Cells were seeded on Seahorse XF96 Cell Culture microplates to confluence (4000 cells/well) and were subjected to metabolic profiling in sextuplicate two days after seeding. For Mito stress tests, the growth medium was replaced with Seahorse XF Base Medium (Agilent Technologies, pH adjusted to 7.4), supplemented with 10 mM D-glucose, 2 mM L-glutamine, 1 mM sodium pyruvate and 0.25% human serum albumin (HSA). Cells were then cultured for 1 h in a CO2-free incubator at 37 °C. Oxygen consumption rates (OCR) were monitored at basal conditions and, after sequential injections of 2 µM oligomycin to block the mitochondrial ATP synthase, 2 µM FCCP to uncouple oxidative phosphorylation and 2 µM antimycin A was used to fully inhibit mitochondrial respiration.
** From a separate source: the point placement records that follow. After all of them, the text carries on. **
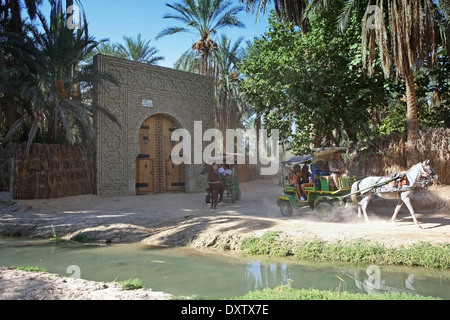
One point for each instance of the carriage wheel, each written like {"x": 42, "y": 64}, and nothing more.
{"x": 325, "y": 211}
{"x": 286, "y": 208}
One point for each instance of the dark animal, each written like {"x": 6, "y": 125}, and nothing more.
{"x": 216, "y": 184}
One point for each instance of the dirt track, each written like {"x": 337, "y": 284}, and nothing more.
{"x": 186, "y": 220}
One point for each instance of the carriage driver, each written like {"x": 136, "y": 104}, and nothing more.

For glycolysis stress tests, the growth medium was replaced with Seahorse XF Base Medium supplemented with 2 mM L-glutamine, and cells were cultured for 1 h in a CO2-free incubator at 37 °C. Extracellular acidification rate (ECAR) was monitored at basal conditions and after sequential injections of 10 mM D-glucose, 2 µM oligomycin and 50 mM 2-deoxyglucose, an inhibitor of glycolysis. Measurements of OCR and ECAR were performed in a 3 min mix and 3 min measure cycles at 37 °C on a Seahorse XFe96 Analyzer (Agilent Technologies). Wave software (Agilent Technologies) was used to analyze the datasets. OCR and ECAR were represented as pmol/min and mpH/min, respectively, and normalized to the exact cell number of each well measured by high-content microscopy. To this end, cells were fixed for 10 min with 100% methanol at room temperature, washed once with PBS and incubated for 10 min with 1 µg/mL DAPI. After two more washing steps with PBS, cell nuclei were counted on an ImageXpress Micro confocal high-content imaging system (Molecular Devices, San Jose, CA, USA).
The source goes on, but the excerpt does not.